Cord tissue banking is the most recent advancement in stem cell storage. Cord tissue banking is the process of storing a small piece of the umbilical cord itself.

What does the process involve?

It’s easy to arrange your cord blood and tissue collection. Once signed up you will be sent a collection kit that you take to the hospital. At the time of birth, your Cell Care Collector or Obstetrician will collect the cord blood and tissue. The collection process takes about 5 minutes and is painless to mother and baby.

What happens to the blood once removed?

Once collected, the blood and tissue is then couriered to a specialised laboratory and storage facility.  At the laboratory, the plasma is removed and the remaining cells, including stem cells, are cryogenically stored at -196 C.

How long does it last?

Tests have shown that cells remain viable through this process, and the evidence suggests they can be stored indefinitely and thawed back into healthy potent cells when needed. Most people choose to store over 18 or 25 years.

What costs are involved?

The cost is more affordable than people think. You can store your baby’s stem cells for up to 25 years.

Prices start from $143/month, paid over 24 months. Prices vary depending on whether you choose to store cord blood and or tissue or pay upfront or spread the payments over many years. It’s really easy for people choose an option that suits them. For the cost of a gym membership or health insurance, storing your baby’s stem cells provides peace of mind at a reasonable price.

What are the benefits of storing cord blood and tissue?

Cord blood is currently used in place of bone marrow transplants to treat blood cancers such as leukaemia and immune disorders.
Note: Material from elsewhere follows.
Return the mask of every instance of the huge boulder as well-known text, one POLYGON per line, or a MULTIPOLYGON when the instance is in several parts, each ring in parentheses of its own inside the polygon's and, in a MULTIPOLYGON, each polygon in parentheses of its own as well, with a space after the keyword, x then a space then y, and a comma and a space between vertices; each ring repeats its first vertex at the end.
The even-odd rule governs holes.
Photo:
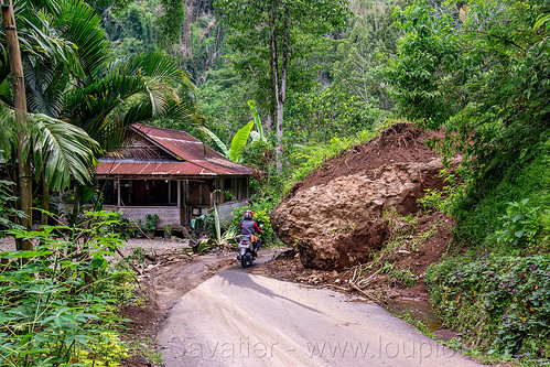
POLYGON ((299 182, 272 212, 277 234, 296 246, 306 268, 331 270, 367 261, 389 236, 384 212, 393 207, 402 215, 414 213, 424 190, 443 184, 443 165, 425 147, 428 138, 403 123, 333 159, 299 182), (365 158, 369 154, 370 160, 365 158))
The benefits of storing cord blood are many:

  • Collection is simple and painless for both mother and baby
  • Once stored it is available immediately for treatment
  • There is no need to locate a compatible donor
  • No invasive procedures (harvesting bone marrow from a sibling is invasive)
  • Your baby’s umbilical cord stem cells are a perfect match for your child, and are more likely to be a match for siblings and family members than an unrelated donor

What could it possibly be used for?

Worldwide, cord blood has been used in over 30,000 transplants in the treatment of over 80 conditions. In Australia, over 500 cord blood units have been released to treat many conditions here and abroad.
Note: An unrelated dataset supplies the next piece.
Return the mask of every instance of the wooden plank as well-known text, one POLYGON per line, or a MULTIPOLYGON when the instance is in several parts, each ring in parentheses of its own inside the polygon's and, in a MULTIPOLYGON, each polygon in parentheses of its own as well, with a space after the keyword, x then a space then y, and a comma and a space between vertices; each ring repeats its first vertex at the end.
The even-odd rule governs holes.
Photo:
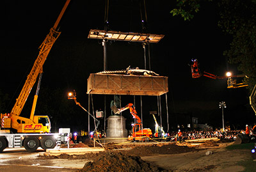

Diseases that have been treated by cord blood infusion include cancers such as acute and chronic leukaemia, solid tumours and lymphomas, blood disorders such as anaemias and thalassemia, immune disorders and metabolic disorders.

Are new findings continuing to be discovered?
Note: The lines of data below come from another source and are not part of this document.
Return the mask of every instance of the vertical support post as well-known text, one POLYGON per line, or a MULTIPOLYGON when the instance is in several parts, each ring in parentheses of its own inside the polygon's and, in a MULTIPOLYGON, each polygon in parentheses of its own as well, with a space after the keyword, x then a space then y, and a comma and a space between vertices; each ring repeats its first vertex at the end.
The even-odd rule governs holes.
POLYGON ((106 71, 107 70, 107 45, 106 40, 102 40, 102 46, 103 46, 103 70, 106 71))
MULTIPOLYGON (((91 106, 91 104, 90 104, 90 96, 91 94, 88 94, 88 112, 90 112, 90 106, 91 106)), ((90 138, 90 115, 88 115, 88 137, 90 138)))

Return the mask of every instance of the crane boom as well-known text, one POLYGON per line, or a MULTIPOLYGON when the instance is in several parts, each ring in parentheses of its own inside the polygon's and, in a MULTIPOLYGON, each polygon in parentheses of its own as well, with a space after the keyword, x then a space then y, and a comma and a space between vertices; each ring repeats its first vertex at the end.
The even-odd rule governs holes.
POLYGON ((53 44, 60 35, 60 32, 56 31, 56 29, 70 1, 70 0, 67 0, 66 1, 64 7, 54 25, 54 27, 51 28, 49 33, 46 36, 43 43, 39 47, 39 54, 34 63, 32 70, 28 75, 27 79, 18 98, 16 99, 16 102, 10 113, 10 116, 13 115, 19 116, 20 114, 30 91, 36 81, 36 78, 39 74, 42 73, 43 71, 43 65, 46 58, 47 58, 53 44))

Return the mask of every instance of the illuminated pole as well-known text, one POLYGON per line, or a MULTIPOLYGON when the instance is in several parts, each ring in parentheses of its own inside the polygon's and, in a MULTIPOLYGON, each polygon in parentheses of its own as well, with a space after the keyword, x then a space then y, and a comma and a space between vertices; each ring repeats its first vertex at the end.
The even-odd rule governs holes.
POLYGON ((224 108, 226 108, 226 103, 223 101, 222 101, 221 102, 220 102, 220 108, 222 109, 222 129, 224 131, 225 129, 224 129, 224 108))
Research is underway in Australia and around the world that could see cord blood used in many conditions including Cerebral Palsy, Type 1 Diabetes and Autism.
In May of this year, as part of a clinical trial at Westmead hospital in NSW, a 4 year old West Australian girl was the first in the world to have her cord blood infused to prevent or delay the onset of type 1 diabetes. Her parents stored her cord blood at birth with Cell Care.

Cord tissue contains Mesenchymal stem cells (MSCs) which are different to the stem cells found in cord blood. MSCs form bone, muscle, cartilage and nerve cells and many clinical trials are underway investigating the power of these cells. Cord tissue is not currently approved for any therapies in Australia however,future research is exciting!

Do your homework

All expectant mothers should do their research and investigate cord blood stem cell storage. You only have one opportunity to collect and store your baby’s stem cells – at birth.